Thursday, December 11, 2008

Last Wills And Divorce

I frequently receive questions regarding the effect of divorce upon a last will. Most states have a provision in their probate code invalidating bequests to former spouses under certain circumstances. Below are samples from three states.
Florida Stat. §732.507. Effect of subsequent marriage, birth, adoption, or dissolution of marriage.--
* * *
(2) Any provision of a will executed by a married person that affects the spouse of that person shall become void upon the divorce of that person or upon the dissolution or annulment of the marriage. After the dissolution, divorce, or annulment, the will shall be administered and construed as if the former spouse had died at the time of the dissolution, divorce, or annulment of the marriage, unless the will or the dissolution or divorce judgment expressly provides otherwise.

California Probate Code § 6122. (a) Unless the will expressly provides otherwise, if after executing a will the testator's marriage is dissolved or annulled, the dissolution or annulment revokes all of the following:
      (1) Any disposition or appointment of property made by the will to the former spouse.
      (2) Any provision of the will conferring a general or special
power of appointment on the former spouse.
      (3) Any provision of the will nominating the former spouse as
executor, trustee, conservator, or guardian.

Texas Probate Code § 69. WILL PROVISIONS MADE BEFORE DISSOLUTION OF MARRIAGE. * * * (b) If, after making a will, the testator's marriage is dissolved, whether by divorce, annulment, or a declaration that the marriage is void, all provisions in the will, including all fiduciary appointments, shall be read as if the former spouse and each relative of the former spouse who is not a relative of the testator failed to survive the testator, unless the will expressly provides otherwise.
All three of these state probate provisions only apply to situation where the testator (i.e., maker of the will) was married at the time the will was made. It is not uncommon for an individual to intentionally make a bequest to a former. So long as the last will containing the bequest to said former spouse was executed AFTER the divorce was completed, these statutes do not invalidate them. What if the the decedent filed for divorce, did not change his last will while the divorce was pending, then died before the divorce became final? For the states of California, Florida, and Texas, to my knowledge the surviving spouse against whom a divorce action was pending at death still recovers any bequest made to her in the decedent's last will.

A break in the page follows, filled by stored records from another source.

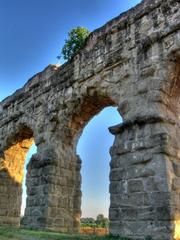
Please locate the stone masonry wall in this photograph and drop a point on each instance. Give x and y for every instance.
(131, 62)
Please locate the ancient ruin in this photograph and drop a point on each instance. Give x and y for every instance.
(132, 62)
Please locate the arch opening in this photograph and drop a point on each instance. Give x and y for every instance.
(93, 148)
(32, 150)
(12, 164)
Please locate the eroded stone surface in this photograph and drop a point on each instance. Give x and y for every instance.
(132, 62)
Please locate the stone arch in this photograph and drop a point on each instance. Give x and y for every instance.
(11, 174)
(87, 107)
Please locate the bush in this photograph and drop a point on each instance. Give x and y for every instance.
(76, 40)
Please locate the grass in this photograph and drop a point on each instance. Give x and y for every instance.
(7, 233)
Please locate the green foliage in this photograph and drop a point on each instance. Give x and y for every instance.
(101, 221)
(148, 238)
(76, 40)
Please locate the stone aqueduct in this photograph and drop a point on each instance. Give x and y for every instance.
(132, 62)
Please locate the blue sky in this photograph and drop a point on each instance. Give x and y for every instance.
(32, 32)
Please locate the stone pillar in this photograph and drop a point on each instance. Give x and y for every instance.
(141, 201)
(11, 176)
(53, 189)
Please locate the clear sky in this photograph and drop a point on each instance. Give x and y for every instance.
(32, 32)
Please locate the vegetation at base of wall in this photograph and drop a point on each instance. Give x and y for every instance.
(76, 40)
(99, 222)
(9, 233)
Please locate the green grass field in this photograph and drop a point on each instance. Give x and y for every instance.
(23, 234)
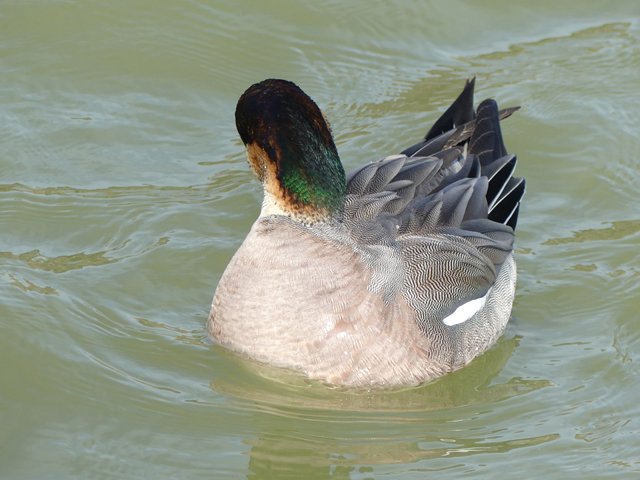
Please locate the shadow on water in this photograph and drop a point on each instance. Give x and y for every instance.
(305, 429)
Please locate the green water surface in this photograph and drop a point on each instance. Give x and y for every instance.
(124, 193)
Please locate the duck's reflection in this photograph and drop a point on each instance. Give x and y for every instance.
(308, 430)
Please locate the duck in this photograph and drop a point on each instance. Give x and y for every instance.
(394, 274)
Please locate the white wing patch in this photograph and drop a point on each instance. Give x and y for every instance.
(465, 311)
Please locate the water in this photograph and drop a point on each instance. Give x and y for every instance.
(124, 193)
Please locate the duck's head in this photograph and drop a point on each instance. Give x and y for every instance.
(290, 148)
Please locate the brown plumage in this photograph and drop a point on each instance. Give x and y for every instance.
(395, 274)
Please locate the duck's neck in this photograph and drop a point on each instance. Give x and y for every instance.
(309, 191)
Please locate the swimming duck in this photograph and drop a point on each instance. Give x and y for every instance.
(396, 273)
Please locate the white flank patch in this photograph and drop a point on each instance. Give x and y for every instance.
(465, 311)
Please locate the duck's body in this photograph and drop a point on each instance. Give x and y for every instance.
(397, 274)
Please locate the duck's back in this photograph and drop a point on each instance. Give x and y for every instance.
(414, 280)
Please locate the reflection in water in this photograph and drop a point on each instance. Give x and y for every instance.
(616, 231)
(426, 422)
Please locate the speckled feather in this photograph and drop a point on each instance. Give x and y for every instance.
(359, 298)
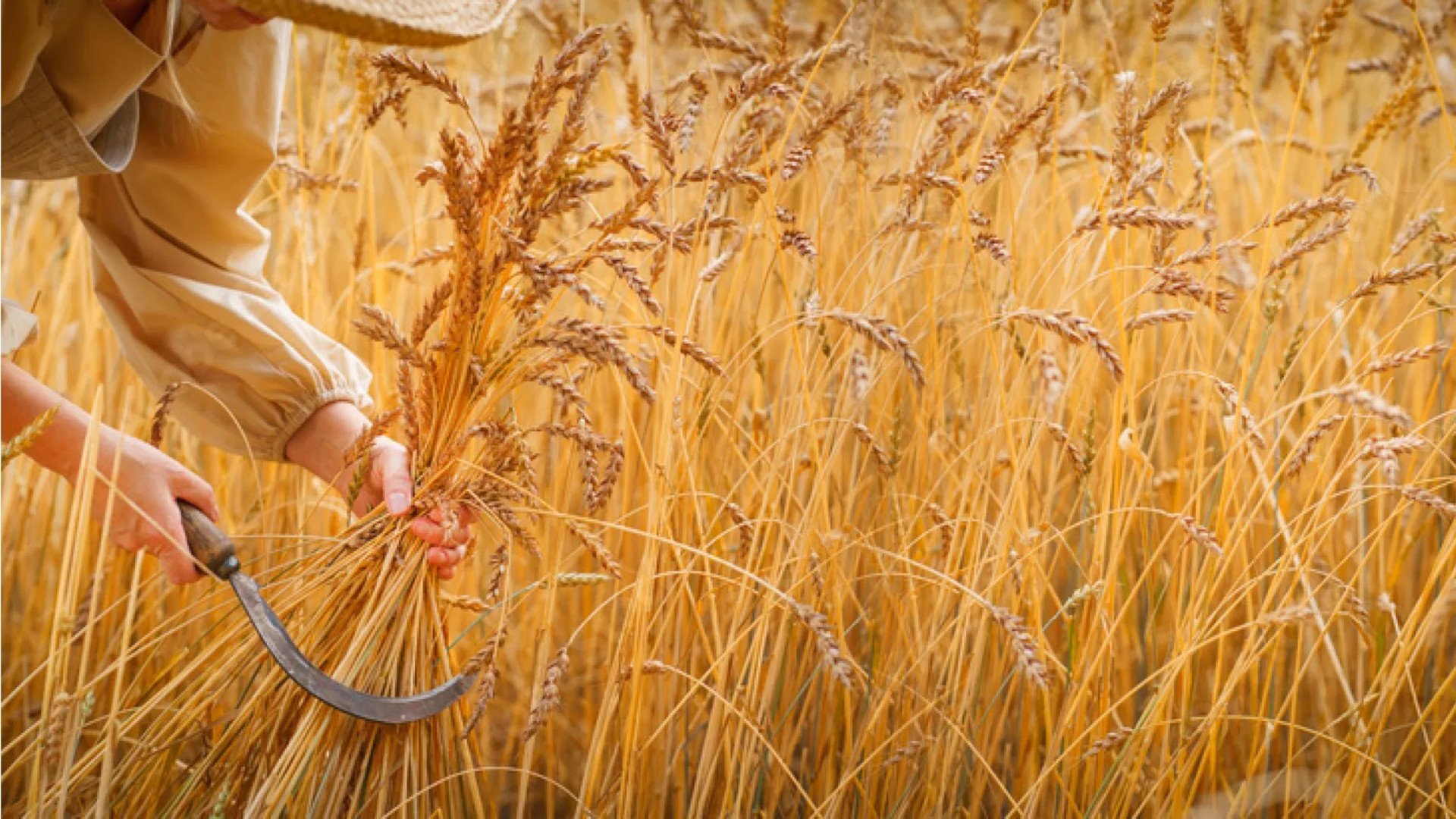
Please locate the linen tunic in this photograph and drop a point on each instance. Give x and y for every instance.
(178, 264)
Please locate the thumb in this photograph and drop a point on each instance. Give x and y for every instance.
(197, 491)
(392, 463)
(172, 550)
(177, 557)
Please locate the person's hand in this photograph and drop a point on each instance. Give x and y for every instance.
(447, 529)
(145, 515)
(142, 487)
(226, 17)
(319, 447)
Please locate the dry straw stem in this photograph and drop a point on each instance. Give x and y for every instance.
(1372, 404)
(1310, 209)
(28, 436)
(1413, 229)
(1430, 500)
(549, 697)
(1153, 318)
(1109, 742)
(305, 180)
(1199, 534)
(1395, 279)
(1247, 422)
(1307, 245)
(1136, 216)
(1404, 357)
(881, 334)
(1305, 452)
(1076, 330)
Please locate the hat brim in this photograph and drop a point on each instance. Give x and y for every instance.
(395, 22)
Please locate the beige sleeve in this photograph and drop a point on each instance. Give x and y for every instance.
(18, 327)
(178, 264)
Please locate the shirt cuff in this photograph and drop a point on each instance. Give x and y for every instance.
(273, 447)
(101, 66)
(18, 327)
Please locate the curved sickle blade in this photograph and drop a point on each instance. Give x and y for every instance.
(389, 710)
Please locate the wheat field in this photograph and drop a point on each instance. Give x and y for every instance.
(873, 410)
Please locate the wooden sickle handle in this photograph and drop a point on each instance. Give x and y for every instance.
(209, 544)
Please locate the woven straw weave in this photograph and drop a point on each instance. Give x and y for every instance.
(397, 22)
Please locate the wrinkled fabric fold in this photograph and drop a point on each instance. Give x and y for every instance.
(178, 262)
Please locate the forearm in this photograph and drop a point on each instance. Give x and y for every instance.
(324, 439)
(24, 400)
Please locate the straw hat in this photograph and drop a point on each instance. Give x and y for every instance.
(398, 22)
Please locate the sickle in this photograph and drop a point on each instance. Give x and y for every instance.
(216, 551)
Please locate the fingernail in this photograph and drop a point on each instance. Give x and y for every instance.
(398, 503)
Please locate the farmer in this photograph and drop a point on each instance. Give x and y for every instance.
(166, 112)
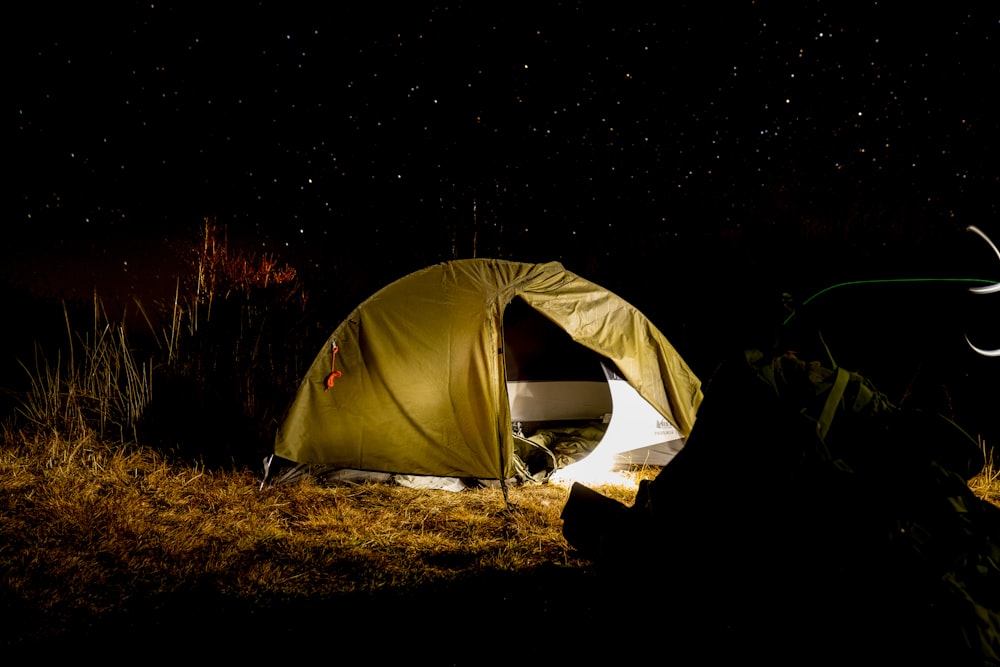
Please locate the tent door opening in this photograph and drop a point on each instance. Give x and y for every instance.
(568, 402)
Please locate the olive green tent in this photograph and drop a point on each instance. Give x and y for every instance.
(417, 381)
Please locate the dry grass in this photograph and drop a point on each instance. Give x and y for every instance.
(986, 484)
(93, 529)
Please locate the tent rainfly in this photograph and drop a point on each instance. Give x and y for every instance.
(457, 370)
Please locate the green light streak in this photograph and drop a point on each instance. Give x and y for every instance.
(979, 281)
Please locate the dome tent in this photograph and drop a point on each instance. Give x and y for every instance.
(423, 377)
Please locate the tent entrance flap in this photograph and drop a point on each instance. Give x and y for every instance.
(553, 383)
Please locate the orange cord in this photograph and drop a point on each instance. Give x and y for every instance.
(334, 373)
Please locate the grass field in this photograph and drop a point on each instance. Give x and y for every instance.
(141, 545)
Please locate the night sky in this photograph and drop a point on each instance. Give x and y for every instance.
(673, 154)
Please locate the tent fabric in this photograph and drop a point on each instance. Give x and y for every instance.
(412, 381)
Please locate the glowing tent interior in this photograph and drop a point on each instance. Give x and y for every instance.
(487, 369)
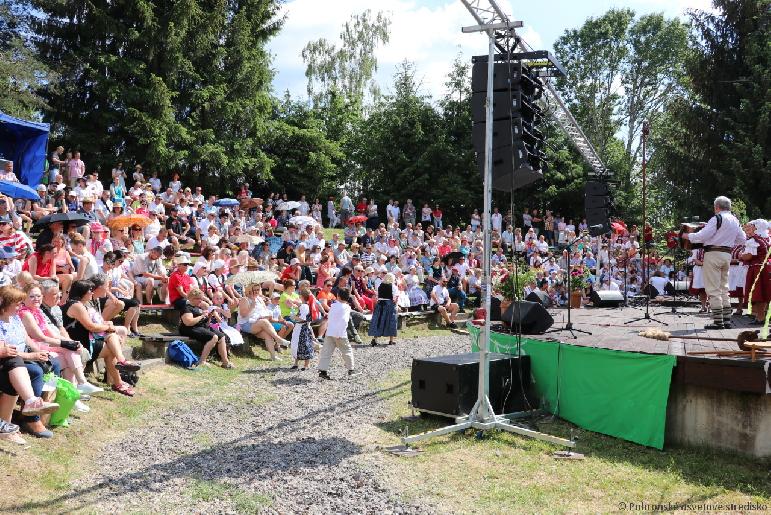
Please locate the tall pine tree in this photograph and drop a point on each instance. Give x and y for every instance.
(175, 84)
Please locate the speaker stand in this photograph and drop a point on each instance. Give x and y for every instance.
(482, 416)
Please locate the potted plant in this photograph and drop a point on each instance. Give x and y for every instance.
(505, 286)
(578, 281)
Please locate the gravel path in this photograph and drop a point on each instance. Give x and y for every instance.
(309, 450)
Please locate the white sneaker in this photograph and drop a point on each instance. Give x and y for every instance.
(88, 388)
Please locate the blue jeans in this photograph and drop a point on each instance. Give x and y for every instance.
(35, 372)
(459, 295)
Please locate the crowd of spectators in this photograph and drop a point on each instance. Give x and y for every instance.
(73, 293)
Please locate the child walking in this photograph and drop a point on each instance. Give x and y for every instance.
(302, 334)
(337, 337)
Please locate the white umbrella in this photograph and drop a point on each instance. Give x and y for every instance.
(287, 206)
(302, 221)
(257, 277)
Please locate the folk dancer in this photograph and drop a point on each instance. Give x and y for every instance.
(722, 232)
(756, 250)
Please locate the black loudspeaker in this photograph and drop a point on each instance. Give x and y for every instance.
(532, 316)
(540, 297)
(447, 385)
(495, 308)
(651, 291)
(606, 298)
(597, 206)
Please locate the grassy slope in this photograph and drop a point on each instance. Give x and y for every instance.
(504, 473)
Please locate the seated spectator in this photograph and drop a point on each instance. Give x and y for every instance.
(200, 321)
(83, 323)
(254, 318)
(21, 370)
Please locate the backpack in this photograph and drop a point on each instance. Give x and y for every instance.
(178, 352)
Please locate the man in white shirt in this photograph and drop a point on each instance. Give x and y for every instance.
(336, 337)
(497, 220)
(149, 274)
(722, 232)
(442, 304)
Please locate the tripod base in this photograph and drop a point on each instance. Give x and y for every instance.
(569, 327)
(646, 317)
(486, 422)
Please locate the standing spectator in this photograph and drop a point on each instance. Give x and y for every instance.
(438, 217)
(76, 169)
(442, 304)
(55, 164)
(409, 213)
(346, 208)
(180, 283)
(384, 315)
(337, 335)
(8, 174)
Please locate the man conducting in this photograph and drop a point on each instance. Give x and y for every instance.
(719, 236)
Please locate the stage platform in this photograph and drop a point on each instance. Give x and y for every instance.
(719, 402)
(610, 331)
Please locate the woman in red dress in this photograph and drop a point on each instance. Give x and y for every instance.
(756, 257)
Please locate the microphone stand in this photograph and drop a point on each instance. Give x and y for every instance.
(646, 316)
(569, 325)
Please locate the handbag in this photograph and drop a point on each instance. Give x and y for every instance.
(70, 345)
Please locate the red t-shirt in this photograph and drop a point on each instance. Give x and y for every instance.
(177, 279)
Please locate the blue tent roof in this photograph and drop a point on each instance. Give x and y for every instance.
(25, 143)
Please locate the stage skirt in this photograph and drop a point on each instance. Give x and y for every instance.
(383, 319)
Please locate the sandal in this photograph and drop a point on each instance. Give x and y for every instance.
(123, 389)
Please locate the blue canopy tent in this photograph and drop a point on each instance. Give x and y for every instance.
(25, 143)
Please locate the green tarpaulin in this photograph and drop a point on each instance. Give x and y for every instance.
(622, 394)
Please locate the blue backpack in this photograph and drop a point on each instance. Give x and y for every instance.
(179, 353)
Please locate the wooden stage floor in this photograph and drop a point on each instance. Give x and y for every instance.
(609, 330)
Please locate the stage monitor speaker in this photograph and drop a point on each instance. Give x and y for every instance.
(606, 298)
(532, 316)
(597, 189)
(495, 309)
(447, 385)
(500, 77)
(540, 297)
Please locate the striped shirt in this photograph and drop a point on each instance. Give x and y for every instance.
(15, 240)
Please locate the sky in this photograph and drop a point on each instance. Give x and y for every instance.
(428, 32)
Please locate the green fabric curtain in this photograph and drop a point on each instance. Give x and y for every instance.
(621, 394)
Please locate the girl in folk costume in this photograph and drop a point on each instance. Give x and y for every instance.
(737, 276)
(303, 340)
(757, 288)
(697, 279)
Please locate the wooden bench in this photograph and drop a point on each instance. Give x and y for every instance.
(167, 311)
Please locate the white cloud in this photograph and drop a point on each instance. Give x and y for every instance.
(428, 35)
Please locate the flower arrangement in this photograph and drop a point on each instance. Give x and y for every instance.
(579, 278)
(504, 283)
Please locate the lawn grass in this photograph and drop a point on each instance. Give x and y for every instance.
(47, 468)
(504, 473)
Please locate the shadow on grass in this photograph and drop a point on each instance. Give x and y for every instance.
(232, 460)
(696, 466)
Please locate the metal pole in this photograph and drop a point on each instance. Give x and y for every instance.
(484, 344)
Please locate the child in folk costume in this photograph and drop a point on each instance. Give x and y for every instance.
(757, 287)
(303, 340)
(737, 276)
(697, 279)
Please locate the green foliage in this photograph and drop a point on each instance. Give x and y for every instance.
(715, 138)
(173, 83)
(21, 72)
(346, 69)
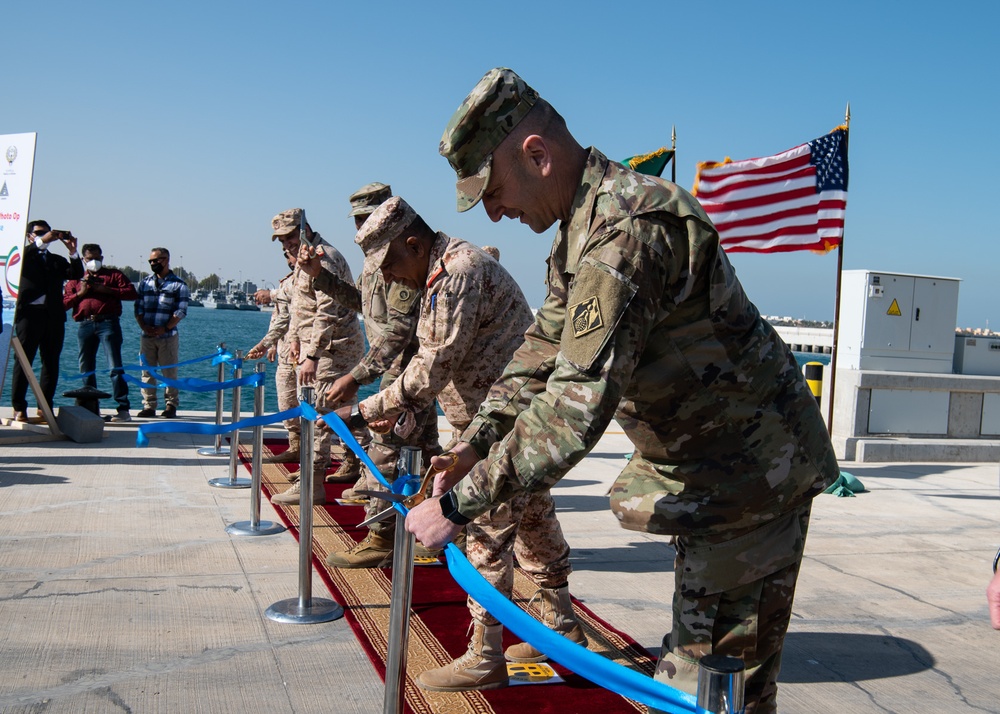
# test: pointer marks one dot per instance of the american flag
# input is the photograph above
(794, 200)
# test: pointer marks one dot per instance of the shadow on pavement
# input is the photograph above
(811, 657)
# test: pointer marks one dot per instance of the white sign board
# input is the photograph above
(16, 165)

If you are faced with a set facts in the area of divorce and last wills not discussed above, leave a comment and I'll take a look at it (no guaranty I'll come up with an answer though).

4 comments:

Anonymous said...

What if the testator made a will while married giving everything to his spouse, and if not survived by his spouse, to his children in equal shares. Subsequently the spouse dies and the testator remarries, but never changes his will. Who gets what?

jjray said...

The new spouse does not step into the shoes of the spouse who died. The will should specifically name the spouse (i.e., Sally Smith). Sally Smith has predeceased the testator, therefore, pursuant to the terms of the will the children take in equal shares. The fact that the testator remarried does not invalidate the will (in any state that I am aware of).

However, in most states, the surviving spouse can seek a forced shared. The will is still enforced but, under states with a forced share for the surviving spouse who is omitted from the will, she gets a certain percentage off the top before the remainder goes to the heirs under the will.

Anonymous said...

My sister and her husband have a signed/notarized separation and a signed divorce in NC. The papers were handed over to the lawyer handling the divorce with both parties in agreement. The lawyer did NOT take it before a judge to be finalized for over a month. During that time my sister unexpectedly died. Is this considered a "pending" divorce? Her ex husband is named beneficiary in her old WILL created when they were first married. Is he still entitled to her property? In the Separation and Divorce he agreed to give up all rights to her personal property and finacial holdings as she gave up all rights to his.